GS Paper Syllabus Heading
GS-II Government policies and interventions for development; Statutory/regulatory bodies
GS-II Issues relating to design and implementation of government policies
GS-III Indian Economy — regulatory reforms; Ease of Doing Business
GS-IV Probity in governance; proportionality in punishment

Plausible Mains Question Stems:

  1. "The Jan Vishwas (Amendment of Provisions) Act, 2026 represents a paradigm shift from punitive to trust-based governance. Critically examine its implications for regulatory enforcement in India's health sector." (GS-II, 15 marks)

  2. "Decriminalisation of minor offences under the Drugs and Cosmetics Act, 1940 and the Food Safety and Standards Act, 2006 is necessary for ease of doing business but risks weakening consumer protection.

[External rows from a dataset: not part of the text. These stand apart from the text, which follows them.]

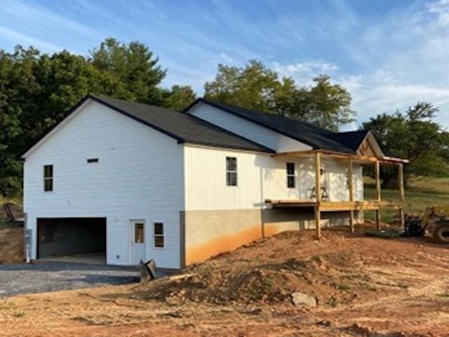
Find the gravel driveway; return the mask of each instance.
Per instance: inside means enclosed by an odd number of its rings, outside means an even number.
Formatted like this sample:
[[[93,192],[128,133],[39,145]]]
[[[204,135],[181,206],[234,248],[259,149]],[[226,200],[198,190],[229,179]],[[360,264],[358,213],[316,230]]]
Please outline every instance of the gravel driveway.
[[[48,261],[0,265],[0,298],[139,281],[138,267]]]

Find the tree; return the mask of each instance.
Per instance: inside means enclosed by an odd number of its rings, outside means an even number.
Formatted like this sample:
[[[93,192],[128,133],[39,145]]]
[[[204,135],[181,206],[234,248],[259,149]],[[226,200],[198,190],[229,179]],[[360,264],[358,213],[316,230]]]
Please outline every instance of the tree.
[[[314,79],[314,86],[300,88],[293,97],[293,116],[333,131],[354,121],[351,94],[342,86],[332,84],[327,75]]]
[[[176,111],[181,111],[196,99],[196,95],[190,86],[173,86],[164,90],[162,94],[163,105]]]
[[[410,160],[405,166],[406,183],[411,175],[448,175],[449,133],[433,121],[438,111],[431,103],[418,102],[405,113],[381,114],[363,124],[388,155]],[[396,183],[396,170],[382,168],[384,185]]]
[[[18,195],[20,156],[88,93],[149,104],[180,105],[185,87],[159,87],[166,71],[144,45],[107,39],[90,58],[67,51],[51,55],[18,46],[0,50],[0,194]]]
[[[314,79],[314,85],[298,87],[290,77],[278,74],[262,62],[250,61],[244,67],[218,65],[215,79],[204,85],[205,98],[314,123],[337,131],[354,120],[351,94],[330,83],[327,75]]]
[[[158,86],[166,70],[161,69],[159,58],[154,58],[145,45],[137,41],[126,44],[108,38],[91,51],[89,61],[95,69],[121,82],[128,100],[162,104],[162,92]]]
[[[276,72],[257,61],[242,68],[218,65],[214,81],[204,84],[204,97],[247,109],[278,113],[277,99],[291,87],[291,79],[279,80]]]

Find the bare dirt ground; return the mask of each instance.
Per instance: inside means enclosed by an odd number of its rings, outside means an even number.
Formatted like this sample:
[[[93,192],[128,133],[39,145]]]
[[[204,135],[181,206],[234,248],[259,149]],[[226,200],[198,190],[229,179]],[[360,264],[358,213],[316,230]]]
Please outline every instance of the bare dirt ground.
[[[23,229],[0,228],[0,264],[23,260]]]
[[[449,336],[449,247],[363,231],[286,232],[181,276],[4,298],[0,336]]]

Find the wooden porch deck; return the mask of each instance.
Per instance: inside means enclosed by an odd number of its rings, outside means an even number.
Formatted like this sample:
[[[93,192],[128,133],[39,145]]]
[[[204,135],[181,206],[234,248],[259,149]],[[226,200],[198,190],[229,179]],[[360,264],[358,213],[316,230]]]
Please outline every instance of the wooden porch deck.
[[[313,200],[272,200],[266,199],[274,209],[317,207],[321,211],[377,211],[382,209],[401,209],[403,202],[387,200],[366,200],[354,201],[315,201]]]

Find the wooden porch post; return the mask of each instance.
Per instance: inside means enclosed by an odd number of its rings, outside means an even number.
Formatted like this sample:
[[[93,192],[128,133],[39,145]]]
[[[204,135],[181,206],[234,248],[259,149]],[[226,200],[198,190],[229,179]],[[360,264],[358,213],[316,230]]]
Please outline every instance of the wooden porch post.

Analyse." (GS-III, 15 marks)

  3. "Discuss the constitutional and governance dimensions of replacing criminal sanctions with administrative penalties in economic regulation in India." (GS-II + GS-IV, Essay)


9. Related Topics to Study Next

Topic Connection
Jan Vishwas Act, 2023 (first iteration) Direct predecessor; understand scope vs. 2026 to avoid confusion in MCQs
Drugs and Cosmetics Act, 1940 Parent statute being amended; know key definitions, schedules (H, X), and enforcement architecture
Food Safety and Standards Act, 2006 + FSSAI Second major statute amended; understand FSSAI's role, standards-setting, food business operators
Bharatiya Nyaya Sanhita, 2023 BNS integration is explicit in the reform — obstruction offences subsumed here
Ease of Doing Business (World Bank) Policy context; India's rank trajectory, component indicators
Regulatory Impact Assessment (RIA) Governance tool used to justify decriminalisation; growing part of Indian policy discourse
Clinical Establishments Act, 2010 Also amended under this Act; links to healthcare regulation and accreditation
Competition Law & Antitrust Analogous trend of replacing criminal penalties with civil/administrative fines in economic regulation

10. Common Errors / Trap Areas

  1. Wrong nodal Ministry: The Jan Vishwas Act, 2026 is administered by the Ministry of Commerce and Industry (Dept. for Promotion of Industry and Internal Trade — DPIIT), NOT by MoHFW. MoHFW operationalises the health-specific portions only. Confusing the two is a standard trap.

  2. Conflating Jan Vishwas 2023 with Jan Vishwas 2026: The 2023 Act covered 42 Acts / 183 provisions; the 2026 Act covers 80 Acts / 784 provisions. Do not mix up these numbers — examiners exploit both sets.

  3. Assuming all offences are decriminalised: Only minor/technical/procedural violations are decriminalised. Spurious drugs, adulterated cosmetics, and unsafe food offences continue to attract criminal prosecution. This public health safeguard is explicitly preserved.

  4. Wrong year for Drugs & Cosmetics Act: The Act being amended is 1940 (not 1948 — that is the Pharmacy Act, which is also amended under Jan Vishwas 2026). These are two distinct statutes.

  5. Misattributing BNS removal: The omission of the Food Safety Officer obstruction provision from FSSA 2006 is not a weakening of enforcement — it is a rationalisation because BNS 2023 already covers it. Framing it as reduced consumer protection is factually incorrect.